“Não basta duplicar: é preciso compreender o território que sustenta a cidade”
A rotatória implantada na Rodovia Marechal Rondon, no patrimônio de Paranápólis, consolidou-se como um exemplo de engenharia viária eficiente, onde a fluidez do tráfego se harmoniza com a segurança dos usuários. Trata-se de um dispositivo que, ao longo do tempo, demonstrou na prática aquilo que os melhores projetos buscam: reduzir conflitos, organizar acessos e praticamente eliminar registros de acidentes relevantes, mesmo em uma rodovia de grande circulação.
Em contraponto, o cenário observado na confluência da Rodovia da Integração (SP-563) com a Avenida Rio Grande do Sul, em Andradina, revela uma realidade distinta — não pela incapacidade estrutural do local, mas pela ausência de um modelo viário que dialogue com a intensidade econômica e o volume de tráfego ali concentrados.
A comparação entre os dois pontos evidencia uma disparidade significativa: enquanto a rotatória da Marechal Rondon atende com eficiência um fluxo considerável, porém mais homogêneo, o eixo Integração–Rio Grande do Sul concentra um movimento diário muito superior, impulsionado por uma cadeia econômica robusta e diversificada.

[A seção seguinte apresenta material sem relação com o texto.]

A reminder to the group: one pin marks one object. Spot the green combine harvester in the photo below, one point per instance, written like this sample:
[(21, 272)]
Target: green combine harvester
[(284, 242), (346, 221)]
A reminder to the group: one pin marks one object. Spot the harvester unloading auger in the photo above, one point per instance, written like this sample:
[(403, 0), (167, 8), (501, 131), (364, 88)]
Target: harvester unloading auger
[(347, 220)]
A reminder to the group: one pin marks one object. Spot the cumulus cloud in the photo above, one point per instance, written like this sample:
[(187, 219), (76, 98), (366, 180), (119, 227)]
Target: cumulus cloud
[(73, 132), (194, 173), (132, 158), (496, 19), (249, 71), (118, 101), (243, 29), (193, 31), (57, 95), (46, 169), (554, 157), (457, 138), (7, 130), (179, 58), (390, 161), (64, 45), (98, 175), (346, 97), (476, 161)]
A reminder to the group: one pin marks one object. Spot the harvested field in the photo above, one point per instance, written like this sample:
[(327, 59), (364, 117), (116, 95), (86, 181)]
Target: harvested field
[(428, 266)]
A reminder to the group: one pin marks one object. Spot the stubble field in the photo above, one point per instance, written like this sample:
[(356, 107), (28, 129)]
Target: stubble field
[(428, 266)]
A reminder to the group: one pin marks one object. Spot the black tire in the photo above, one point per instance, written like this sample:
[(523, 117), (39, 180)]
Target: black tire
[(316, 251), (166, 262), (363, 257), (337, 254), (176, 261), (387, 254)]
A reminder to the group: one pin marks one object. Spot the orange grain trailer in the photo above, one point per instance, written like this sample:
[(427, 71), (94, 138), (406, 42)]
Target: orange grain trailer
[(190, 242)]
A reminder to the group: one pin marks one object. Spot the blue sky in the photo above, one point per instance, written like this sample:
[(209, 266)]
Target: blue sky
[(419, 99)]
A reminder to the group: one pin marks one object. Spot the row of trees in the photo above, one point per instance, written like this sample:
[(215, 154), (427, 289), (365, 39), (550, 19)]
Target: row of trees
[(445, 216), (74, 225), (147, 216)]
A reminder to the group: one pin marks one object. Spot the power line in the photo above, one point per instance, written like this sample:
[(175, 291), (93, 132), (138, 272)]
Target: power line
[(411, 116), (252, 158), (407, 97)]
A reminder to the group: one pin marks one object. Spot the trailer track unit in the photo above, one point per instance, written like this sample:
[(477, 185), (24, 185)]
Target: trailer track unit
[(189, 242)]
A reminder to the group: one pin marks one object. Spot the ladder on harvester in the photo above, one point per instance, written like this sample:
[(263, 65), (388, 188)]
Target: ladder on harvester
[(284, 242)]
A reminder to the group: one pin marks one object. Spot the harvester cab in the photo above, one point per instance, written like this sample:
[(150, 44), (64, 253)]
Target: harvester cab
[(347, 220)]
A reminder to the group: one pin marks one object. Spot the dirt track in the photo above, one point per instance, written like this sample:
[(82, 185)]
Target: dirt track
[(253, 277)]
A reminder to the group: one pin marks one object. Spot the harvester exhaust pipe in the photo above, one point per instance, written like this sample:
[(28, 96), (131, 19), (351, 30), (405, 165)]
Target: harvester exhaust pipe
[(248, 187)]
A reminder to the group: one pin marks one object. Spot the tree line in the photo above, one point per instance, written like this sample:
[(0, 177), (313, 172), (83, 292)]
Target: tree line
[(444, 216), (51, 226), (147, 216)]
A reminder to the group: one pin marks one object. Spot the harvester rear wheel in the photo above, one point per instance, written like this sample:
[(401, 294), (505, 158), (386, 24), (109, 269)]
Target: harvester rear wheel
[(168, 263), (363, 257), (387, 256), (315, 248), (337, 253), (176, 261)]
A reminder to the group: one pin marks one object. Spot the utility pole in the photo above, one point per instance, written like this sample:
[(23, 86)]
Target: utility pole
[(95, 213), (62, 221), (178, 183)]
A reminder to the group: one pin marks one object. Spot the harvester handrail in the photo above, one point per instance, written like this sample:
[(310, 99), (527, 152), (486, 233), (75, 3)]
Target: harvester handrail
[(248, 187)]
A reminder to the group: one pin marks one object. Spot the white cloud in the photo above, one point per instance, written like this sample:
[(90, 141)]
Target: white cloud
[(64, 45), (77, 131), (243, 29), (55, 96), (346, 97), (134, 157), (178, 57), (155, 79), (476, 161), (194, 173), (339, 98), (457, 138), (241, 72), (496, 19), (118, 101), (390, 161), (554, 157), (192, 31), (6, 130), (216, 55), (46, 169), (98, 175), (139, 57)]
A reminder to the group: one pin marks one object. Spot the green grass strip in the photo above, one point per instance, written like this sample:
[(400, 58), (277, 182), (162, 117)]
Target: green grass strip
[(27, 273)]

Ali se encontram postos de combustíveis, restaurantes, mercados, barbearias, oficinas, borracharias, depósitos de materiais de construção, transportadoras e uma série de serviços voltados, sobretudo, ao atendimento de caminhoneiros e viajantes — um verdadeiro corredor logístico e comercial.
Esse dinamismo econômico se traduz em números expressivos. Estima-se que dezenas de empresas instaladas no entorno da rodovia e da avenida sejam responsáveis pela geração de centenas de empregos diretos e indiretos, além de uma arrecadação significativa de tributos municipais, especialmente o ISS. Trata-se de um polo que não apenas sustenta famílias, mas também contribui de forma decisiva para o equilíbrio financeiro do município. Ou seja, a arrecadação seria suficiente para construção de vários viadutos ao longo do ano.
Diante desse contexto, qualquer intervenção viária que desconsidere a lógica de acesso e circulação existente pode provocar impactos que vão além do trânsito, atingindo diretamente o coração econômico da região. A eventual supressão de acessos diretos, aliada à obrigatoriedade de retornos distantes, tende a desestimular o fluxo espontâneo de clientes, especialmente no segmento de transporte rodoviário, onde tempo e praticidade são fatores determinantes.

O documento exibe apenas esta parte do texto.